Nordic Panorama PLC
30 April 2008
NORDIC PANORAMA PLC
Chairman's Statement and preliminary results to 31 December 2007
PRELIMINARY STATEMENT to 31 December 2007
Introduction
Nordic Panorama Plc ('the Company'), the Norwegian leisure resort operator and
developer, is pleased to announce its consolidated results for the year to 31
December 2007. The consolidated financial statements have been prepared using
reverse acquisition accounting and therefore represent a continuation of the
financial statements of Vradal Panorama Eiendom AS ('VPE') and Vradal Panorama
Skisenter AS ('VPS') (the 'Vradal companies'), the subsidiaries acquired in
January this year. The comparative figures comprise only VPE and VPS.
Results
The revenue for the year to 31 December 2007 amounted to £5.284m, which
generated a gross profit of £3.367m and an adjusted operating profit of £0.797m.

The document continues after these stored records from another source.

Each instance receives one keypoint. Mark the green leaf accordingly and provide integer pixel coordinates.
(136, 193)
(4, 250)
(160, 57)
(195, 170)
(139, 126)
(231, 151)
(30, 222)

In calculating adjusted operating profit, operating profit is shown before
exceptional charges arising from the reverse acquisition of £0.868m. These
charges comprise impairment of goodwill arising from the reverse acquisition and
incorporate all the fees that were directly attributable. The earnings per share
amounted to a loss of 0.04p.
Review of the period
2007 turnover was marginally down on 2006 despite stronger sales in the second
half of the year. Sales of cabins and plots increased substantially from the
first half of 2007 and whilst this was partly as a result of the better selling
season it was also reflective of the increase in marketing efforts whereby
significant success was achieved from advertising in the national newspapers. It
also represented a substantial increase on the same period last year. The
marketing push has also laid very good foundations for 2008.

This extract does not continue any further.